In the case of GPU functions, there in no correctness at stake - just some differences in performance.
Advanced users always want the abstraction to leak :P Our job is to navigate that tradeoff and pick something we think makes sense for most of our users.
I think a flag deals with 3, and for 5 I think we could do something like you mentioned below, adding
-D STAN_GPU. A flag also makes the error handling of the API simpler, equivalent to the
_gpu() case you write about. For whatever that's worth. Agreed that failing early is pretty much always preferred.
@Bob_Carpenter, what do you think about this
_gpu() thing vs some kind of
-D STAN_GPU compiler flag? My perspective seems to lean relatively heavily towards simple language+complicated compiler compared with Dan and maybe with you as well, but it's up to you.

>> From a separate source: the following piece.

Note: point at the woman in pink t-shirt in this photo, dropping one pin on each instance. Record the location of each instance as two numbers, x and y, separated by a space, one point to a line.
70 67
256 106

Sorry, discourse somehow totally omitted your reply from ~20 days ago when I replied to Dan yesterday. It only appeared this morning, and then between my reply and Dan's. Pretty weird. Anyway, I was mostly saying I'd be willing to take over just in case you had started work and found that to be time consuming (something that would be totally understandable!). I'm happy to be your point person and help guide you through the remaining issues, though as you can see some of the issues require some community discussion and decision-making.
I think we'd love to get GPU support integrated as much as we can while retaining existing performance and behavior for users who don't have GPUs. Though it sounds like from a project management perspective it's probably good to talk to Rok and see if their plans will totally eclipse this at some point within a short timeframe, and if you still want to put the effort into code that might get replaced at some point. I think certainly some of our users would find incremental advances in performance fairly valuable.